Birkaç dakikalık konuşmayla bile onun hakkında ne kadar olumlu düşündüğümün farkına varmıştım.
Aradan birkaç haftalık bir süre geçti ve…
Acı haber!
*******
Bu tür ölümler, “hâzân bahçesinde gerçekleşen ölümlerdir !”derim hep.
Onu anlamıştım. Onu, diğerlerini, herkesi.
Bir anlık şuur kaybıyla, kendini asanları, ilaç alanları, kafasına silah çekenleri, terasa çıkıp kendini bırakıp yere çakılanları.
***************************
Her aşk beraberliği samimi, ümitli, beklentili, mutlu bir şekilde başlar.

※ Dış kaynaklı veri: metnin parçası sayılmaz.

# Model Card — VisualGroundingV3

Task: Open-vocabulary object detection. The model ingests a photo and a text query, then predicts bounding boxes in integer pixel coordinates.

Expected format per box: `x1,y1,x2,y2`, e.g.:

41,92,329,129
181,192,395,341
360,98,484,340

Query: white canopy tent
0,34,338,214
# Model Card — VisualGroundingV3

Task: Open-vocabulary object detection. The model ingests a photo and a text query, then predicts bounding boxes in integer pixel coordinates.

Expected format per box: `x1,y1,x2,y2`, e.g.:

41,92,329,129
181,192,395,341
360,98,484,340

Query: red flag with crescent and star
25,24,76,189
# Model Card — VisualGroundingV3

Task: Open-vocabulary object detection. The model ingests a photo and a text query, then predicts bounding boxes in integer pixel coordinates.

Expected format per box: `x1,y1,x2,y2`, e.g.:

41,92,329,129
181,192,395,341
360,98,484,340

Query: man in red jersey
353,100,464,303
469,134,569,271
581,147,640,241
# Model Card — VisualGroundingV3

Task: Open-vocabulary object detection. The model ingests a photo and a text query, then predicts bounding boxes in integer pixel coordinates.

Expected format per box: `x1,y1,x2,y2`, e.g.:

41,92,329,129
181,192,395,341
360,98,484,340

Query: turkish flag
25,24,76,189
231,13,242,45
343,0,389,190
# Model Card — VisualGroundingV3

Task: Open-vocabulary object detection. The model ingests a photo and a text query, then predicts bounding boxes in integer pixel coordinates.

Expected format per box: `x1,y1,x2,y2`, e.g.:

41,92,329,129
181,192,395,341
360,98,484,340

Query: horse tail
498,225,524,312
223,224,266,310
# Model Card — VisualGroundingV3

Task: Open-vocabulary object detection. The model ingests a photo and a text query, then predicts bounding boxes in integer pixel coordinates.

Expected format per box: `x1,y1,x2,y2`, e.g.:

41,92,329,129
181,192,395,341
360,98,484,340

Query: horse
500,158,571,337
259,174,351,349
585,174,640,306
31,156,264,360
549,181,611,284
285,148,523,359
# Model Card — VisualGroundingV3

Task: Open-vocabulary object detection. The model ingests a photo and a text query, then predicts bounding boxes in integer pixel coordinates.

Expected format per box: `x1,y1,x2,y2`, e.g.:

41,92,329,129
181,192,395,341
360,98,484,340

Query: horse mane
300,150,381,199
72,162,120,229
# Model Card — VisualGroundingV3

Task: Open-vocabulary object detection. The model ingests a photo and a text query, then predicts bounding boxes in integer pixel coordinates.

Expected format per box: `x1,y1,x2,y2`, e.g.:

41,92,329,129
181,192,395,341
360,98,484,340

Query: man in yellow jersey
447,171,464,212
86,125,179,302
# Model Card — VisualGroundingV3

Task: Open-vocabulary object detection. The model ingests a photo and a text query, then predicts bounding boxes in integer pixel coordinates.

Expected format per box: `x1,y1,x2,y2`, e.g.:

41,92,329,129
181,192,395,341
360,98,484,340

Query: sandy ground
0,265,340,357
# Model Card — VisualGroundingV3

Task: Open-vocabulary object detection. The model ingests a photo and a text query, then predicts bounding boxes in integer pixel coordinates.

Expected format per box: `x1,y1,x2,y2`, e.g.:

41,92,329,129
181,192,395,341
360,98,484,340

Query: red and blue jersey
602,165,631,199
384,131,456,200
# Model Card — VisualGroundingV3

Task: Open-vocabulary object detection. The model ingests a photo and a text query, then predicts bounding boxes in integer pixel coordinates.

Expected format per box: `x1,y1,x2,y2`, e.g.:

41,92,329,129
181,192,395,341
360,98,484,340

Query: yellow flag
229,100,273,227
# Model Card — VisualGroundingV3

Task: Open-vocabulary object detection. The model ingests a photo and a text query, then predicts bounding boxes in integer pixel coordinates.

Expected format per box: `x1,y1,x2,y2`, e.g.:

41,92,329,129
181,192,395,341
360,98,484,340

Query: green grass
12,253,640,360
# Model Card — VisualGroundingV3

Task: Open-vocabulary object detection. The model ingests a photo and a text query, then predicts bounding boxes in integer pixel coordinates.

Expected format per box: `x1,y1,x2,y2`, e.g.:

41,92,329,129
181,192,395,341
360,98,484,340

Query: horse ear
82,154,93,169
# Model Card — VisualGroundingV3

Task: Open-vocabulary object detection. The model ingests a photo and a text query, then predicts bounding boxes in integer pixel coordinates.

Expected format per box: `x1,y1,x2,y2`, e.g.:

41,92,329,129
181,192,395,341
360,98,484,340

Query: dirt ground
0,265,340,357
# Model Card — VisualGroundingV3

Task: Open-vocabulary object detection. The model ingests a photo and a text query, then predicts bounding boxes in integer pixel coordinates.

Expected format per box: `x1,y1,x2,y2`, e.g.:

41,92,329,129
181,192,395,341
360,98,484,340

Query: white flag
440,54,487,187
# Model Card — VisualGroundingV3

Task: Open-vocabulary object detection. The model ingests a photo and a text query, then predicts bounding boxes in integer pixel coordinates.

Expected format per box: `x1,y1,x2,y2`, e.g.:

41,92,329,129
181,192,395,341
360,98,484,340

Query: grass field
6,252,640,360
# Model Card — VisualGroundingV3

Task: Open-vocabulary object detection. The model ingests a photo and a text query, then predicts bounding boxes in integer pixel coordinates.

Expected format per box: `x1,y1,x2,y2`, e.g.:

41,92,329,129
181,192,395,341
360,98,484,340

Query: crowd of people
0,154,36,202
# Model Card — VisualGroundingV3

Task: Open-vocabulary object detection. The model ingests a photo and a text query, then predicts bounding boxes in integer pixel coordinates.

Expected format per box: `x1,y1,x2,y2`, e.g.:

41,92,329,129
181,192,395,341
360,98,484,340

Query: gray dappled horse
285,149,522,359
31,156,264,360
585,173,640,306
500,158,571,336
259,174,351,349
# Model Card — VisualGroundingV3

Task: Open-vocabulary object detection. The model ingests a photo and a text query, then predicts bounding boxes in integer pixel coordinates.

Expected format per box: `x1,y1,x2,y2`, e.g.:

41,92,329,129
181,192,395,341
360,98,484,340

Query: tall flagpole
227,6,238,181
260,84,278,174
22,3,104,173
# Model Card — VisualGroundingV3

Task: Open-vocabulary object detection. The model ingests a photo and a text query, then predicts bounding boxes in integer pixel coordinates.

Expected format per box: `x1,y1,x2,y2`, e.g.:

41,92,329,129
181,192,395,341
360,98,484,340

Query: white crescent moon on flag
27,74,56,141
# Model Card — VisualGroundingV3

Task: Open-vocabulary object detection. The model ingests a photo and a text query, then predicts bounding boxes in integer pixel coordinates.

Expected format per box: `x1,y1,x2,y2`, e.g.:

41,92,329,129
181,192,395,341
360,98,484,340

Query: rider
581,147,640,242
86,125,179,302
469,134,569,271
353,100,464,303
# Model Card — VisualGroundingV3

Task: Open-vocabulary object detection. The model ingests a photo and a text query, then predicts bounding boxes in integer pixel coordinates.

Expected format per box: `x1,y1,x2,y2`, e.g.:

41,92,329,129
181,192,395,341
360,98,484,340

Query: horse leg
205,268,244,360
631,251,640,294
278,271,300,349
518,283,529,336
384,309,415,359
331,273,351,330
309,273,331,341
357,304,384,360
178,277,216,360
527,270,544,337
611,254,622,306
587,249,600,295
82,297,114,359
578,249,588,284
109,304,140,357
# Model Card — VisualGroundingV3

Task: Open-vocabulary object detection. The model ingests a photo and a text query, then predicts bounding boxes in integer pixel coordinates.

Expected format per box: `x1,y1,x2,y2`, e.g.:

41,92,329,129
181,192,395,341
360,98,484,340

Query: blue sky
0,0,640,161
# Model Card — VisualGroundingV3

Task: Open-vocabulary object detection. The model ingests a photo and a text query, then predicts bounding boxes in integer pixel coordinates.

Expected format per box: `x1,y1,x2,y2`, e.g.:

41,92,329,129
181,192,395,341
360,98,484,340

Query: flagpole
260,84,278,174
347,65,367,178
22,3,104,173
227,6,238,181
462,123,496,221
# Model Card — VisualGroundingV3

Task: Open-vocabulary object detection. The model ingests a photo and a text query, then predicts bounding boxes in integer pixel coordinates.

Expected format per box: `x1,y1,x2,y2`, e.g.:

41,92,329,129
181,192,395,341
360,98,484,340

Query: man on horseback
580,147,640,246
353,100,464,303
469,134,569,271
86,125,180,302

Ancak zaman zaman kaderin, bazen de kişilerin yaptıkları hatalar neticesinde biten, bitmeyen, bitemeyen ve çoklukla sizi öldürmeye kadar götüren bir aşk türü de olabiliyor.
Bazen yaş olabilir aradaki mesele. Aradaki uçurumun adı yaştır veya eğitimdir, bir klasik haline gelen “ayrı dünyalar” meselesidir, ailelerdir, şudur, budur. Bazen, sevgilinin ta kendisidir. Sevmez sizi, istemez!.. Önce sever, sonra sevmez olur. Bitirir kendi kafasında. Siz bitiremezsiniz. Kalın kafalar bitmesi gerektiğini de anlamaz. Ümitsizlik her yanı sarmışken; sizin içinizde bir yer ümitsizliğin ne anlama geldiğini bilemez. Yazık ki kalbiniz de o tuhaf yeri dinlemek eğilimi göstermeye devam eder.
Aşk mantıkla beslenmiyor.
“İstenilmediğini duyduğun anda bir anlık öfkeyle, canına kıyacağına çok sancılı bir süreç geçirmeyi deneseydi!” Keşke dedim.Haberi alınca.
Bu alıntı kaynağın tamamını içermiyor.